These
sweet, salty and spicy beauties came from a bit of experimenting in the
kitchen. Having bought some crab meat with a chilli and crab linguini in mind I
then found a sweet potato at home and some beautiful fresh turmeric which I
thought would work well in some Thai-style fish patties. Fresh turmeric is seen
very rarely in England so is a bit exciting. Apparently it’s great for
cleansing the liver and as an anti-inflammatory so I’ve been adding it to hot
water and honey, throwing into smoothies and grating into curries or on salads.
It gives everything a beautiful colour (including your hands so be careful!)

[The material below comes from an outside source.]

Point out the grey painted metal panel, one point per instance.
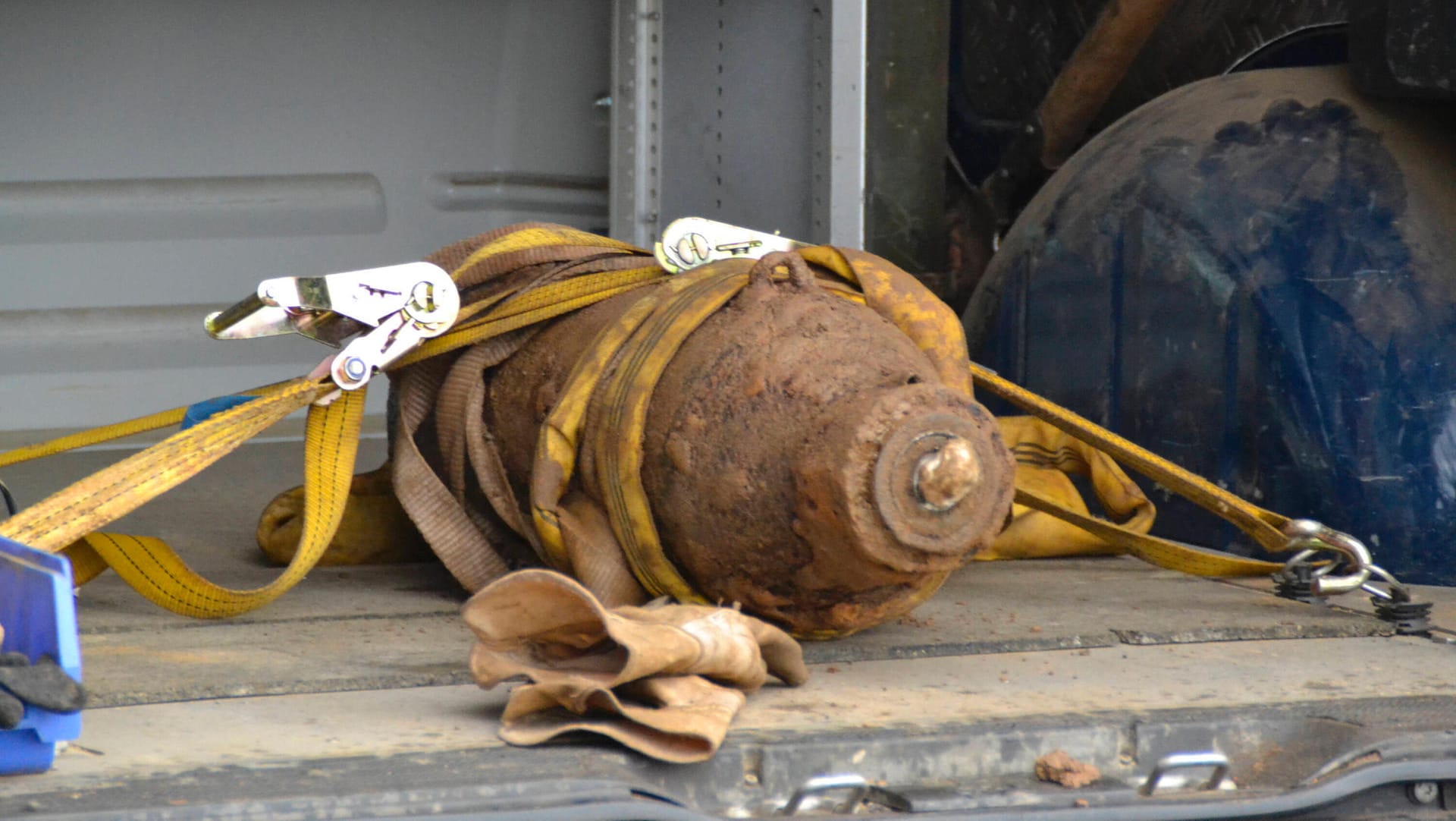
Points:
(635, 102)
(746, 111)
(158, 159)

and has a strong, earthy taste so a little goes a long way.
I
have never forgotten the crab cakes we made at Ballymaloe. The Asian flavours
brought out the crab taste and cut through the richness – so I was aiming for a
twist on this recipe. The sweet potato in the mix creates a lighter and looser
mix so they are trickier to cook, requiring spooning like fritters into a hot
pan and a gently flip. To eat with, all they needed was a simple and refreshing
avocado and tomato salsa.
Crab,
turmeric and sweet potato patties
Serves
2 (makes 6)
- Bake 1 large Sweet Potato in an oven at 220C for 45 minutes until soft. When cool enough to handle, slice down the middle and spoon out the flesh into a bowl, discarding the skin.

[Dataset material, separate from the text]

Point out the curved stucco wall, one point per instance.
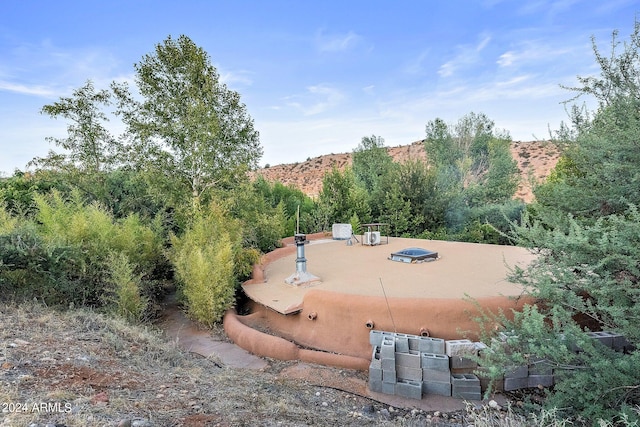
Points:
(340, 323)
(334, 327)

- Finely chop 1 Garlic Clove, ½ Red Chilli (depending on how much spice you like) and a handful of Coriander and mix into the potato with a handful of chopped spinach, 1 tbsp Fish Sauce, 1 tbsp Rice Wine Vinegar and 50g Ground Almonds/Flour/or Breadcrumbs.
- Stir in 100g of crab meat (half white and brown). Taste and season.
- Heat 2 tbsp Coconut Oil in a frying pan. Drop 2 tbsp of the mixture into the pan and cook for a few minutes until the bottom has crisped up and you are able to flip it over.
- Serve hot or cold with a salsa of chopped Avocado, Vine Tomatoes and Red Onion.